Both protesters and homeless advocates have made numerous references on social media websites to housing "takeovers" in Sulphur Springs, where they enter foreclosed bank-owned homes and take up residence. 

Bruce Wright, organizer of the homeless "Romneyville" camp and no stranger to the 10 News Investigators, was contacted Thursday in Charlotte, where he is protesting the DNC.  Wright said he knew nothing about housing takeovers.

However, he posted on his "Poor People's Economic Human Rights Campaign" website that "Our plan is to either get another private property for encampment or look at housing takeovers."

He also made several other posts that references takeovers.

The remaining residents at Romneyville indicated the same thing, saying the group was investigating the takeover of abandoned properties.

Wright has recently been associated with leaders of the Apostolic Catholic Church, which posted details about housing takeovers on its Facebook page:

The leaders who took possession are relying on an 1869 Florida statute which allows for adverse possession of abandoned property if the titled owner does not contest an open, adverse, and continuous claim by someone else for seven years. The law was originally passed to keep freed slaves from being put out on the streets.

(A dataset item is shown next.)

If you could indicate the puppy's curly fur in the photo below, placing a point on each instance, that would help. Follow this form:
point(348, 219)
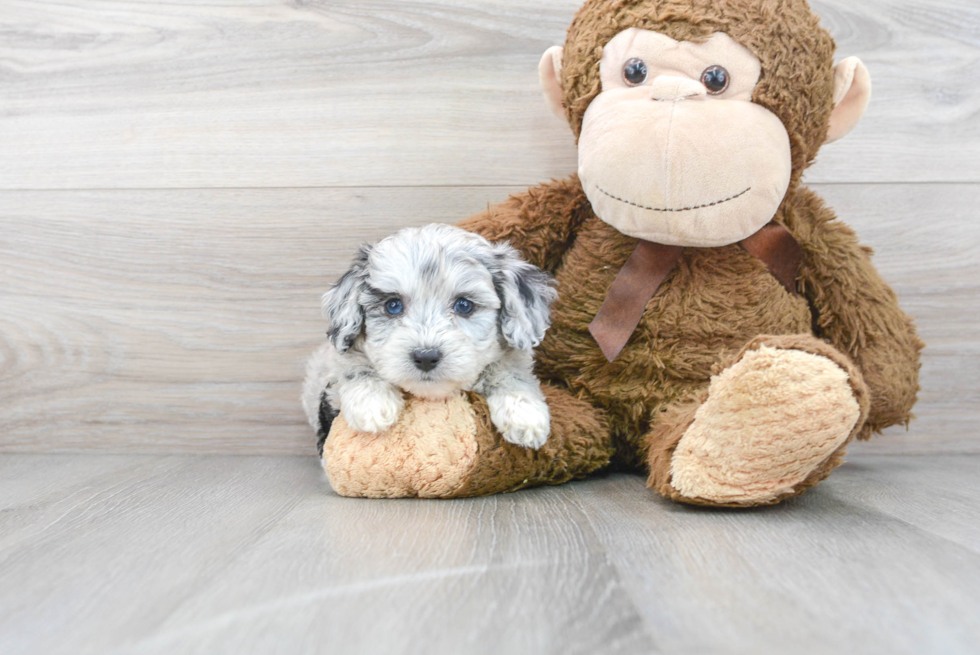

It was not a much different situation then exists today in the inner city.

But attorneys who spoke to 10 News say the group is misunderstanding adverse possession laws and what may be considered "abandoned" property by neighbors is probably not considered "abandoned" in the eyes of the law.

"(If) you don't mow the grass, you don't (ever) come home, and you don't pay the taxes," said Will Shepherd, general counsel for the Hillsborough Property Appraiser's Office, "it doesn't mean it's not (still) your property!" 

Shepherd said adverse possession takeovers are extremely rare and take seven or more years to complete, not several weeks.  Short of the proper legal process, those who "take over" a home are just trespassing.

The State Attorney's office hasn't gotten any calls on squatting recently, but in the last year, they've send several people to jail for similar crimes related to breaking into foreclosed homes and squatting.